O Bitcoin caiu para pouco acima de $92.000 em 6 de janeiro de 2026, apagando ganhos iniciais em meio a um retorno à pressão descendente durante o horário de trading nos EUA. A queda ocorreu enquanto as ações americanas subiram moderadamente e os metais preciosos dispararam, com ETFs de Bitcoin spot registrando entradas significativas. Apesar da queda, o interesse aberto de futuros atingiu máximas, sinalizando interesse contínuo do mercado.
Em 6 de janeiro de 2026, a tentativa do Bitcoin de romper US$ 95.000 foi de curta duração, com a criptomoeda recuando para pouco acima do nível de US$ 92.000 após a abertura dos mercados americanos.
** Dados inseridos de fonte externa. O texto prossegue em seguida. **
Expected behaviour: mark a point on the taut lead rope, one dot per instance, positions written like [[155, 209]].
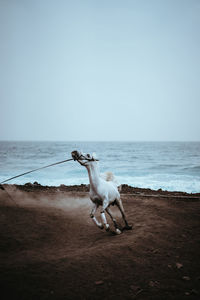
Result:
[[60, 162]]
Negociado anteriormente a US$ 93.221,76, o Bitcoin caiu 1,3% nas últimas 24 horas, enquanto a capitalização total do mercado cripto deslizou para US$ 3,2 trilhões, refletindo uma queda de 2,3% para o Bitcoin. XRP, que liderou os ralis recentes, caiu mais de 2% nas duas horas anteriores, e Solana, negociada a US$ 140,48, experimentou recuo similar apesar de um impulso inicial com a decisão da Morgan Stanley de oferecer um ETF spot SOL.
As ações americanas mostraram ganhos moderados, com o Nasdaq subindo 0,4% e o S&P 500 avançando 0,3%, enquanto o Dow subiu quase 1% para máximas históricas. As commodities superaram, com o ouro recuperando US$ 4.500 por onça com alta de 1%, a prata subindo 5% acima de US$ 80 por onça e o cobre atingindo recorde de US$ 6 por onça. Esses movimentos destacaram divergências nos sentimentos dos investidores, com ativos tradicionais ganhando enquanto as criptos enfrentavam pressão.
Correntes positivas persistiram no espaço cripto. Os ETFs spot de Bitcoin viram o maior influxo diário em quase três meses, totalizando US$ 697 milhões em 5 de janeiro, acima dos US$ 471 milhões da sexta-feira anterior. ETFs de Ethereum adicionaram US$ 168 milhões, XRP US$ 46 milhões e Solana US$ 16,2 milhões. O interesse aberto de futuros disparou para US$ 145 bilhões, o mais alto desde 10 de novembro de 2025, com a fatia do Bitcoin em US$ 61,8 bilhões. Liquidações de shorts aceleraram, atingindo US$ 434 milhões no total, incluindo US$ 186,65 milhões para Bitcoin, US$ 84 milhões para Ethereum, US$ 32 milhões para XRP e US$ 19 milhões para Solana.
Tecnicamente, o Bitcoin subiu de uma mínima de novembro de US$ 80.494 para cerca de US$ 94.100, superando a retração de Fibonacci de 61,8% e a média móvel de 50 dias. O Índice de Força Relativa e o oscilador estocástico continuaram subindo, sugerindo potencial alta se romper a resistência de US$ 94.492. No entanto, os mercados de derivativos mostraram poucos sinais de otimismo sustentado, com traders permanecendo defensivos apesar do rebote acima de US$ 90.000. Como notou Jake Ostrovskis, chefe de OTC na Wintermute, os mercados de opções refletem posicionamento cauteloso para alta no Bitcoin e Ethereum, influenciado por dinâmicas estruturais como hedge sistemático.
A perda de 6% do Bitcoin em 2025 viu recuperação parcial no início de 2026, e ele nunca registrou anos perdedores consecutivos, segundo o estrategista da 21shares Matt Mena, que o vê cada vez mais como hedge geopolítico.